The Ford School of Public Policy hosted a conversation on Friday with public policy experts as part of the Ford School’s annual Welcome HoMe celebration, which specifically explored the structural inequities in U.S. health policy that have been exacerbated by the pandemic. 

Paula Lantz, James B. Hudak Professor of Health Policy at the Ford School of Public Policy, is specialized in population health and trained in social demography and social epidemiology. She was one of the key speakers at the event and discussed how social inequalities in healthcare captured her interest in health research, as well as the policy reform needed to address certain health issues at a population level.

“I’m also drawn to policy because as a population health scientist I see public policy as … unfortunately, one of the drivers of inequalities that we see,” Lantz said. “(Public policy reform is) the most efficient way … but we’re not going to improve health and health disparities … one person at a time with medical care or health care. We need public policy reform on many, many levels, including social policy reform, to make those shifts in population.” 

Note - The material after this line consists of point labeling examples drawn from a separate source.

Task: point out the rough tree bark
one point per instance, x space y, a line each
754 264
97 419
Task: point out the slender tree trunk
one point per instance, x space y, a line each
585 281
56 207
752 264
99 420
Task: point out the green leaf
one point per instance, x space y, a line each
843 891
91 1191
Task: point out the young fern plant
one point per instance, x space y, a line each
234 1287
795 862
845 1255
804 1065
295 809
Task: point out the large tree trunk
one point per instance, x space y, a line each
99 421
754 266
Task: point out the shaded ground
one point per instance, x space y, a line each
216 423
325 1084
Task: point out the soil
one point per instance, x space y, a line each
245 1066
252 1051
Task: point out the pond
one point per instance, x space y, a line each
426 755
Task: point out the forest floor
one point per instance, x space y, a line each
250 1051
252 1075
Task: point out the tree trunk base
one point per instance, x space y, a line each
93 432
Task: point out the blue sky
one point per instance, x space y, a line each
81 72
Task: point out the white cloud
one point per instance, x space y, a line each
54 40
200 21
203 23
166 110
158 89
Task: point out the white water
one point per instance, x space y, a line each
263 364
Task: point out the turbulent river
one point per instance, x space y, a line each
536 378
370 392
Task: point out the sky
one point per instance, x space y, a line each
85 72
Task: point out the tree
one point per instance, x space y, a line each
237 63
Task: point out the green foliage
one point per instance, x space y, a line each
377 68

Celeste Watkins-Hayes, Ford School Dean and founding director of the U-M Center for Racial Justice, was also a speaker at the event. She started with how she began as a sociologist focusing on economic equality and shifted to health research during her work with women, outlined in her book Remaking a Life. Watkins-Hayes described how she interviewed one woman diagnosed with HIV, and that the interaction opened her eyes to how healthcare, social support and economic networks directly translated into how she was living. 

“(It) really led me down a path to understand all the ways of the chain of the role of public policy,” Watkins-Hayes said.  “So really, I think it’s so important to think about those micro-level experiences, funnel up to the institutional level and then funnel up to the larger macro-structural policy level.” 

Watkins-Hayes went on to explain the intersectionality of race, class, gender and sexuality and how critical it is to have historical and contemporary knowledge when navigating how race shapes public policy. She noted how the Center for Racial Justice was created to discuss how public policy can acknowledge historical legacies and play a critical role in correcting past injustices.

Isabel Gomez, Master of Science student at the School of Public Health, said she attended the event to better understand how she can utilize her Biostatistics degree to have a more focused lens on health policy. She said this talk helped her recognize how to speak about social and political issues.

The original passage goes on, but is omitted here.